The base is built on a rock that is home to thousands of Adelie penguins.
They nest right around the buildings and, much more densely, down the
sides of the outcrop. Their chicks are full grown now, fully adult height
and some look bigger than their parents, less than six weeks after
hatching. But they still have their brown downy feathers and are unable
to swim, so they depend on their parents for food. It's quite comical,
and common, to see chicks chasing their parents around the rocks demanding
food, and the parent quite determinedly running away. There are
penguin-made paths on the ice all round DDU as parents leave their nests
to walk across the pack to the sea for more food. There are so many of
them that there is a more or less continuous procession of them going
out, and coming back. They are less than a meter tall yet they walk
kilometers to get to the sea. I have missed most of the emperors, they
have already passed through on their way to the sea and I will leave
before their return. The colony will face the long, long winter, with
winds as high as 300km/hour and absolute temperatures of minus 35, just
half a kilometre from the base.

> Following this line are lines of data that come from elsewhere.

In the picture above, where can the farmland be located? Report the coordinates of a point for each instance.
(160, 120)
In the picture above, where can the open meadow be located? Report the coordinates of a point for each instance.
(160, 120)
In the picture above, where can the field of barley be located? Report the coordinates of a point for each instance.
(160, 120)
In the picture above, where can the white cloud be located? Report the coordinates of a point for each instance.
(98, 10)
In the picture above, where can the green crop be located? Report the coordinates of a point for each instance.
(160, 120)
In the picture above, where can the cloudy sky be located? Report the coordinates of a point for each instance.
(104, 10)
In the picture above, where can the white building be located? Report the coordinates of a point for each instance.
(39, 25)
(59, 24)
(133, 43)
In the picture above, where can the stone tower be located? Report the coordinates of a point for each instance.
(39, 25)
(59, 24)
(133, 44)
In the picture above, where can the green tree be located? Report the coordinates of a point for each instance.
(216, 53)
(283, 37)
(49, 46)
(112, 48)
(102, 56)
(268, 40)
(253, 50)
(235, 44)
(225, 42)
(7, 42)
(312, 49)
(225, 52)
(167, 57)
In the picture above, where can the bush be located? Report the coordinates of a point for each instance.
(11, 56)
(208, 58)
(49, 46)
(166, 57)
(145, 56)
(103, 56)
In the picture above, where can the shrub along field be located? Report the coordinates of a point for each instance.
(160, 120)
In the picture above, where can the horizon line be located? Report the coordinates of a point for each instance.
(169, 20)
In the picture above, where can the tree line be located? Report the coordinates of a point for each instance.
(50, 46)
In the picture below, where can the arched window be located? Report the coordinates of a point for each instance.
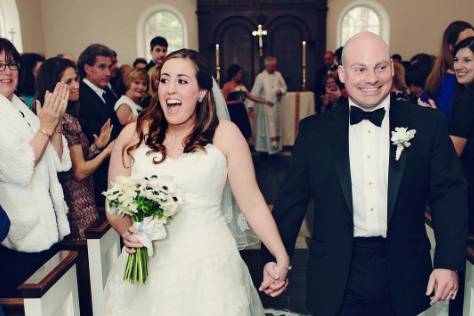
(363, 15)
(10, 23)
(162, 20)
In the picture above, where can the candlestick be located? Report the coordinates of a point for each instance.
(303, 68)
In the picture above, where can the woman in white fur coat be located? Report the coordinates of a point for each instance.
(32, 152)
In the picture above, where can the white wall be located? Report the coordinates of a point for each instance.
(53, 26)
(415, 25)
(68, 26)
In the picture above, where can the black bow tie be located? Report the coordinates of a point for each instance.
(357, 115)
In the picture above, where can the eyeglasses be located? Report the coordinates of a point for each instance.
(11, 66)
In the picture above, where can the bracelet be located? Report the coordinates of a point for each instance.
(44, 132)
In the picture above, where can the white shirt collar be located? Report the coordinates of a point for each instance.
(384, 104)
(99, 91)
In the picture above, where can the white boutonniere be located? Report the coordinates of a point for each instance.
(401, 137)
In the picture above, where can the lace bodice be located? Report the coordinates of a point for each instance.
(201, 176)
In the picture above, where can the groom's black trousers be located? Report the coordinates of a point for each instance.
(367, 292)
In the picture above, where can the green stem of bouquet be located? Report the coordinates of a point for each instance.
(136, 269)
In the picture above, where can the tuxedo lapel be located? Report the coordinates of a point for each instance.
(399, 117)
(340, 148)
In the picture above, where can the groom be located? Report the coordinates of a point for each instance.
(369, 253)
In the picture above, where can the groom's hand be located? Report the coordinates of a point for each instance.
(444, 284)
(275, 280)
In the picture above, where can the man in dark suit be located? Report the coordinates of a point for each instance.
(97, 103)
(158, 51)
(369, 253)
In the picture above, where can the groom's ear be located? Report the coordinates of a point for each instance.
(341, 73)
(202, 94)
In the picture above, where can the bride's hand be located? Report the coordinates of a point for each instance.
(130, 240)
(275, 279)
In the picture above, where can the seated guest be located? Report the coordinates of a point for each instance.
(30, 64)
(235, 92)
(333, 95)
(462, 123)
(78, 184)
(32, 152)
(97, 104)
(139, 63)
(158, 51)
(128, 106)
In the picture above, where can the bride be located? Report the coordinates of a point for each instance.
(197, 269)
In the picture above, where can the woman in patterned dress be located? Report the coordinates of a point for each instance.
(78, 185)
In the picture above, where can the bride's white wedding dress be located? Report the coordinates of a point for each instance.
(197, 270)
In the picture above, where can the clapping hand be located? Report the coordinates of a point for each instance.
(51, 112)
(430, 104)
(104, 137)
(275, 279)
(443, 284)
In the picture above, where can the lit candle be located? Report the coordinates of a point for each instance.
(304, 53)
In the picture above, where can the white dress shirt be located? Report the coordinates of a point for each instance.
(99, 91)
(369, 149)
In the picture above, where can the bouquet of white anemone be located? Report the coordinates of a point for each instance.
(151, 202)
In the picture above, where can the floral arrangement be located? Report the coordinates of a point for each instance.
(151, 202)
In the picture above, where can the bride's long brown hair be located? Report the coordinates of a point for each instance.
(153, 119)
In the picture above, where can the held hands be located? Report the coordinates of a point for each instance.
(443, 284)
(53, 109)
(104, 137)
(275, 279)
(130, 240)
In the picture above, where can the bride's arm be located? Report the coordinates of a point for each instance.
(120, 164)
(246, 191)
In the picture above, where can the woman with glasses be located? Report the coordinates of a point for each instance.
(32, 152)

There are a few around the base, however,
slow moving and somehow seeming mournful compared to the boisterous,
clumsy, busy Adelies.
On our return across the ice we climbed a small iceberg that was frozen
into the pack ice, 10m high cliffs at either end and sloping flanks in
between, perhaps a kilometre or so from the ice sheet, several more to the
sea. Weddell seals were lazing around at the foot of it, having found or
made a hole in the ice to climb up through. They don't bother much when
humans pass close by. To them I guess danger is Orca-sized, we don't look
so scary. At the top of the iceberg there was glassy ice, flat and
smooth enough to skate on, and it was almost cobalt-blue coloured, even
under a darkening grey sky. It was a very strange discovery.

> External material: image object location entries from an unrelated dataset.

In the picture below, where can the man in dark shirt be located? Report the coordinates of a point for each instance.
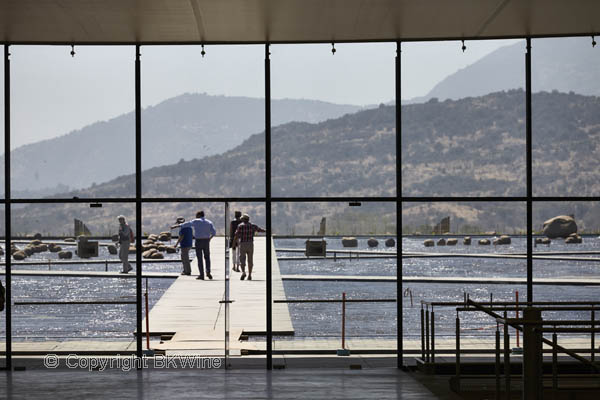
(186, 237)
(244, 234)
(233, 243)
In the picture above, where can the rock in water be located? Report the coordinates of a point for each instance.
(349, 242)
(561, 226)
(504, 239)
(574, 239)
(65, 254)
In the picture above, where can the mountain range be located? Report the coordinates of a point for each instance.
(469, 147)
(181, 128)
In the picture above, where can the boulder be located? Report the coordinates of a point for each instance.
(349, 242)
(170, 249)
(561, 226)
(574, 239)
(164, 236)
(53, 248)
(502, 240)
(149, 253)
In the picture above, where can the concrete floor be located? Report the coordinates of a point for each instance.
(378, 383)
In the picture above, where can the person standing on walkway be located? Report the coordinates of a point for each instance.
(125, 240)
(244, 234)
(204, 231)
(186, 238)
(233, 243)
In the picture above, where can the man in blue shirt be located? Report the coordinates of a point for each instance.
(186, 237)
(204, 230)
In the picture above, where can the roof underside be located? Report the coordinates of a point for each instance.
(275, 21)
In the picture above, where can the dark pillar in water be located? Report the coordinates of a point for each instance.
(532, 355)
(399, 289)
(7, 215)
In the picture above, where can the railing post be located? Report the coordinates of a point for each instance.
(422, 333)
(554, 365)
(497, 369)
(532, 354)
(427, 333)
(457, 356)
(593, 340)
(506, 360)
(432, 336)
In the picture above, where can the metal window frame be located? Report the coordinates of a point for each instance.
(268, 199)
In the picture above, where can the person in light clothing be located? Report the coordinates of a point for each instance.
(244, 234)
(204, 231)
(233, 243)
(186, 238)
(125, 239)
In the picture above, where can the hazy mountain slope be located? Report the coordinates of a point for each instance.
(185, 127)
(469, 147)
(565, 64)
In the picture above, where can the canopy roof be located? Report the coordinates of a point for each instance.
(275, 21)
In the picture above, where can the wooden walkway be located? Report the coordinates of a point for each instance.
(191, 310)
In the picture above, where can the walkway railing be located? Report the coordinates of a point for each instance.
(533, 328)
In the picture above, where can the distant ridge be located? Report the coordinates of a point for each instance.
(184, 127)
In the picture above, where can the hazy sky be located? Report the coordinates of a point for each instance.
(53, 93)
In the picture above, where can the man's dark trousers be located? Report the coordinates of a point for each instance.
(203, 246)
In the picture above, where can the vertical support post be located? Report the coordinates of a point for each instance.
(554, 365)
(532, 354)
(427, 334)
(528, 140)
(506, 360)
(432, 336)
(7, 209)
(593, 340)
(422, 333)
(147, 317)
(457, 355)
(138, 199)
(343, 320)
(497, 368)
(268, 205)
(399, 291)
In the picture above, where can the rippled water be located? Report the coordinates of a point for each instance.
(43, 322)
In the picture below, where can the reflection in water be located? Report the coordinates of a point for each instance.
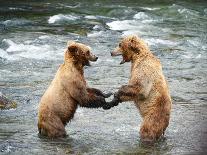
(33, 36)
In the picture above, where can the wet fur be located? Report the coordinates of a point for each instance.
(147, 87)
(67, 91)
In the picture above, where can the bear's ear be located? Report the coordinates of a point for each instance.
(133, 45)
(73, 48)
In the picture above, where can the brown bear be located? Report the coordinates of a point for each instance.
(147, 87)
(68, 90)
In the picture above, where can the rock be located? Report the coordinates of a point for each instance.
(6, 103)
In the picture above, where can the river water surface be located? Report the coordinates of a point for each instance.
(33, 36)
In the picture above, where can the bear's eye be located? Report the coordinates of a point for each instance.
(87, 52)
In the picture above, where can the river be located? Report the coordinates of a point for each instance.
(33, 36)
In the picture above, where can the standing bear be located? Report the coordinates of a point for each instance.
(68, 90)
(147, 87)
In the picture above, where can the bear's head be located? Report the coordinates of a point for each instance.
(79, 53)
(131, 47)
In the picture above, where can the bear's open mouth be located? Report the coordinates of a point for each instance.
(87, 63)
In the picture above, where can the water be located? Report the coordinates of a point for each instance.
(33, 36)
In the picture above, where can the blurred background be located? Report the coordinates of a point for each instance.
(33, 36)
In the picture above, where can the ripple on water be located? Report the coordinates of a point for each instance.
(60, 18)
(28, 49)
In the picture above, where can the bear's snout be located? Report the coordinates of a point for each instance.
(93, 58)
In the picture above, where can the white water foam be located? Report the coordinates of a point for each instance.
(15, 22)
(141, 15)
(95, 34)
(61, 18)
(123, 25)
(90, 17)
(15, 51)
(153, 41)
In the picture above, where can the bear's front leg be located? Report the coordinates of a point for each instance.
(98, 92)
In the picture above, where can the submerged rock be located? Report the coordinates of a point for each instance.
(6, 103)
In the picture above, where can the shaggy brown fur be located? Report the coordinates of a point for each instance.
(147, 87)
(68, 90)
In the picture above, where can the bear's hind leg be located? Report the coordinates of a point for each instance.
(52, 128)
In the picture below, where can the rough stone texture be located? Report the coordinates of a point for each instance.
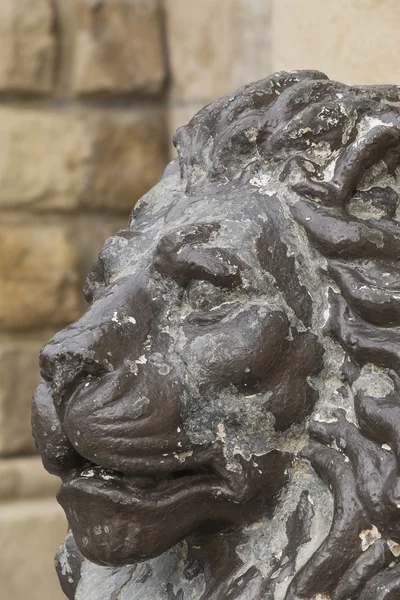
(216, 47)
(64, 160)
(19, 373)
(30, 533)
(128, 155)
(24, 478)
(37, 276)
(118, 47)
(224, 416)
(200, 48)
(355, 42)
(27, 46)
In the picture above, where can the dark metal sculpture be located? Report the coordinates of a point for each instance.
(225, 418)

Occasionally a solitary Adelie would cross our paths, several kilometres
out of the way of their nests or the sea. Just wandering, apparently.

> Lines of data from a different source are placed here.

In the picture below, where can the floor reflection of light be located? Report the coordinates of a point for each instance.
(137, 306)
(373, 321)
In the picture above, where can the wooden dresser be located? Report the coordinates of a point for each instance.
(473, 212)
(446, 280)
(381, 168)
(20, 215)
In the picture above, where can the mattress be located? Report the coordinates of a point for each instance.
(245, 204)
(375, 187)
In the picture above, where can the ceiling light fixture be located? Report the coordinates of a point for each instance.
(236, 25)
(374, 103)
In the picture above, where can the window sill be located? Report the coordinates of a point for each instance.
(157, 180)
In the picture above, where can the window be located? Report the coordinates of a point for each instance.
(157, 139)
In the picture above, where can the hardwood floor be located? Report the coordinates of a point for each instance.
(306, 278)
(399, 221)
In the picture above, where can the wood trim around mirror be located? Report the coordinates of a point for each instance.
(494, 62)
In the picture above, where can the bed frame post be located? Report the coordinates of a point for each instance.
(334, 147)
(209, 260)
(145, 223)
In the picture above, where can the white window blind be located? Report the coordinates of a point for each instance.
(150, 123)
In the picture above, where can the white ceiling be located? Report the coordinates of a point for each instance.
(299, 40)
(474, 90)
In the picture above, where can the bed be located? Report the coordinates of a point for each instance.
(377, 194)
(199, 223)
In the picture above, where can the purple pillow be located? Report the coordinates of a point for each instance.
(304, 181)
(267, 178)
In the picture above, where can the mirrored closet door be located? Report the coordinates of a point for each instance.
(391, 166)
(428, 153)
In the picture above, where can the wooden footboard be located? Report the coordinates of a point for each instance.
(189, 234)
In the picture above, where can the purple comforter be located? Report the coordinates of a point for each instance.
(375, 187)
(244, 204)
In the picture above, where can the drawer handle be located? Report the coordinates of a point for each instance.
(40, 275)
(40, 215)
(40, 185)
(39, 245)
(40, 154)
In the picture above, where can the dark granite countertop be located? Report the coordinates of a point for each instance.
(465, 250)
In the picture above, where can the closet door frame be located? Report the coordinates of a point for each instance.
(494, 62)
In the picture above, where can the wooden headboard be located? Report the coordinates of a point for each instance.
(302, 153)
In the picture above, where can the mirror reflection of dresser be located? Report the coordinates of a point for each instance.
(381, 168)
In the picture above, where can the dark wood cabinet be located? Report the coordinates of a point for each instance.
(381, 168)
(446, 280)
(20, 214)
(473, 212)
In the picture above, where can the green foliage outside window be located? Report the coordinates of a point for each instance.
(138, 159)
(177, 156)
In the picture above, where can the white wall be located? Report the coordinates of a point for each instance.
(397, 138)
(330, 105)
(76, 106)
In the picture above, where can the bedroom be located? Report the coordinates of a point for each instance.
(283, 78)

Time, at last, to leave Antarctica. Feb 11th
So the Astrolabe will depart tomorrow. We'll go by helicopter in the
morning to join her and she'll cast off at midday. This time there
should not be any postponements.
My time, although I am in the semi-designated position of medical
responsible for the Prud'homme base, has really been a vacation. In the
six days I've been here I've prescribed a bottle of Maalox. That's it.
This afternoon I took a walk down to the edge of the pack ice today, to
explore the curling crests of the ice cliffs, like breaking waves. Blue,
white, or red where mixed with the earth. I thought it would be time to
pause and reflect on the raid and on departing Concordia, write a little
about it.

But really, I find I don't have much to say really. Job done, now looking
ahead to the next step. But at the same time I find I can't see at all
more than the next step ahead. At Dome C, in the last few days I could
only see ahead to the raid, on the raid, ahead to some rest at Prud'homme,
now tonight, only as far as the helicopter ride to the astrolabe tomorrow.
That really is as far as I can see. Hobart? Holiday? UK? Work?
Haven't a clue, can't even imagine these things. Besides, it really
doesn't feel like goodybye, more like au revoir. Patrice has asked me if
I would like to come back to be the doctor for raids in the future, and I
would. I think I might find myself back here sometime.

Sounds like the guys have got out the guitars and beers, and have started
playing tunes in the workshop. I think I'm just going to go join them,
worry about all that later. See you.

By the way, the wind is getting up, shaking the base tonight. And this
afternoon I noticed that there was a swell in the bay for the first time.
Looks like the weather is not going to be kind for us.